Retreat. Now there's a word that loses its meaning quickly upon repeat.
This weekend I am blessed to be among friends and fellow fabric hoarders at a once-yearly mystery quilting bonanza. I have chosen my fourteen (so not a typo) fabrics at the store and from my vast stash. I have wiped down various coffee spills from my sewing machine cover and I have assembled my seam ripper, that most important of portable quilting paraphernalia, and other ephemera necessary for cutting little bits of cloth and re-assembling them into something near art.
I am likely visiting quietly over and under and around the hum of a dozen sewing machines. At my table are moms and grandmoms and young career women and starving artists. We all have some things in common and it is not necessarily what you might think. Our color sense and our politics vary immensely. Our ages range from 25 to 80.
Our commonality, then? We are retreating. We are purposing, if you will allow that dubious verb, to give ourselves a weekend of beauty and productivity. We are breathing in and out and it is a meditation, this endless stitching while barely remembering to sip at a cup of tea.
In my preparations for the retreat I found myself frantic. Go figure. Instructions for the baby. Meal planning and preparation for the family. Last-minute laundering, mopping, swishing and swiping in (vain?) hope of returning to somewhere to sit, somewhere to lay my sewing machine down.
I even emailed my husband to say that the getting ready phase could be crazy, because I knew I'd be relaxed at some certain point. When we leave on vacation I'm usually similarly frantic with the packing and the pressure until we are seated, mocha in one hand and novel in another. Then comes the whoosh of relaxation, of ease. Nothing to be done! It's already done! I am without duties!

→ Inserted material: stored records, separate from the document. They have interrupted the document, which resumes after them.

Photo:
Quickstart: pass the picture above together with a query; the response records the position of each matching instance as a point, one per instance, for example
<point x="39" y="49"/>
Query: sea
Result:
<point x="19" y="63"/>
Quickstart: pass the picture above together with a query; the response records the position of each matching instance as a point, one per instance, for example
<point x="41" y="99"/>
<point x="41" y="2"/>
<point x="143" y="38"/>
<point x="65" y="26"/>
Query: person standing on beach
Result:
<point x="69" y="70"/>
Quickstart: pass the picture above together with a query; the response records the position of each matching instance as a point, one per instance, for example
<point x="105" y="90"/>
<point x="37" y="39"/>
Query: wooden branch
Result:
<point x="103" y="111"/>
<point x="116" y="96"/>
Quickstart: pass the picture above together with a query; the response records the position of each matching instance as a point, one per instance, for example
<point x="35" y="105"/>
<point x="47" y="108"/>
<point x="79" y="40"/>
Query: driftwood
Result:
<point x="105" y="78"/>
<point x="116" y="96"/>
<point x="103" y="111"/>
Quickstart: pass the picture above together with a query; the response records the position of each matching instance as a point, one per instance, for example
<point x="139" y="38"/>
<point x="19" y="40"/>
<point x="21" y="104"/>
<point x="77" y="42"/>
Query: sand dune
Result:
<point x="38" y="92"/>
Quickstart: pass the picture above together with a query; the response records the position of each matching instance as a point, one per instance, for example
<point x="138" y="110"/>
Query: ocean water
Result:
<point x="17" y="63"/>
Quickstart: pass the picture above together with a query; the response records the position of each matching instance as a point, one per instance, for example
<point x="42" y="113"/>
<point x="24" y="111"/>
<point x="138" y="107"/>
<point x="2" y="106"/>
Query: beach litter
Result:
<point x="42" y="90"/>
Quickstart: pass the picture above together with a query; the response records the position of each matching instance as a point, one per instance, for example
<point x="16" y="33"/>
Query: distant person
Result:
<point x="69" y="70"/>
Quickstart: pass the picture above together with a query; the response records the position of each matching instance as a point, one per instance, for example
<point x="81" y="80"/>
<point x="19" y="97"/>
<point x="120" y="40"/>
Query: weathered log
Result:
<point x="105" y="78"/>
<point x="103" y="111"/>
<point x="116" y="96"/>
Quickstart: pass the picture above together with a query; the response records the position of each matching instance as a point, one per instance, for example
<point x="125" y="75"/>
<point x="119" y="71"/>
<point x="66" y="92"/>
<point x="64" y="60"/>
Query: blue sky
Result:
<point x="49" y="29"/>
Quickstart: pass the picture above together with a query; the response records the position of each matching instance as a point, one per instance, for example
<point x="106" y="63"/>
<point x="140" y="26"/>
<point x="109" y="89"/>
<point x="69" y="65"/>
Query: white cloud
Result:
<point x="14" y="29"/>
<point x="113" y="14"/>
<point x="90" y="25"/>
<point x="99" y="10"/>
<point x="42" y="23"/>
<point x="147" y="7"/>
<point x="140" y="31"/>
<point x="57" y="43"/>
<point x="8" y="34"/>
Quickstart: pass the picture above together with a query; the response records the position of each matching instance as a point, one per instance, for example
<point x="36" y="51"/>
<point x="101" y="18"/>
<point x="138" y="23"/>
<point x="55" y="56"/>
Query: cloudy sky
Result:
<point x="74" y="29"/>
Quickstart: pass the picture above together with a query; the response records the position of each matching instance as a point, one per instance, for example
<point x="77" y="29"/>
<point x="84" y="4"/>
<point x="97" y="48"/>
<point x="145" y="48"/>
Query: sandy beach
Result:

Not really sure where I'm going here? ME neither. It's just that, when I was getting ready for the quilting retreat, I kept hearing that Civil War movie cry of "RETREAT" in my head. There was a general chaos and sense of near-danger in the urgency of the moment. And yet now? I'm retreated. I'm out of the battle zone (yikes... not that my home is that!) and in another kind of zone.
Hope to show you some quilt squares, maybe a finished top, when I return. And I hope your weekend is restful. I hope you experience your own retreat, without, possibly, the frantic trampling out.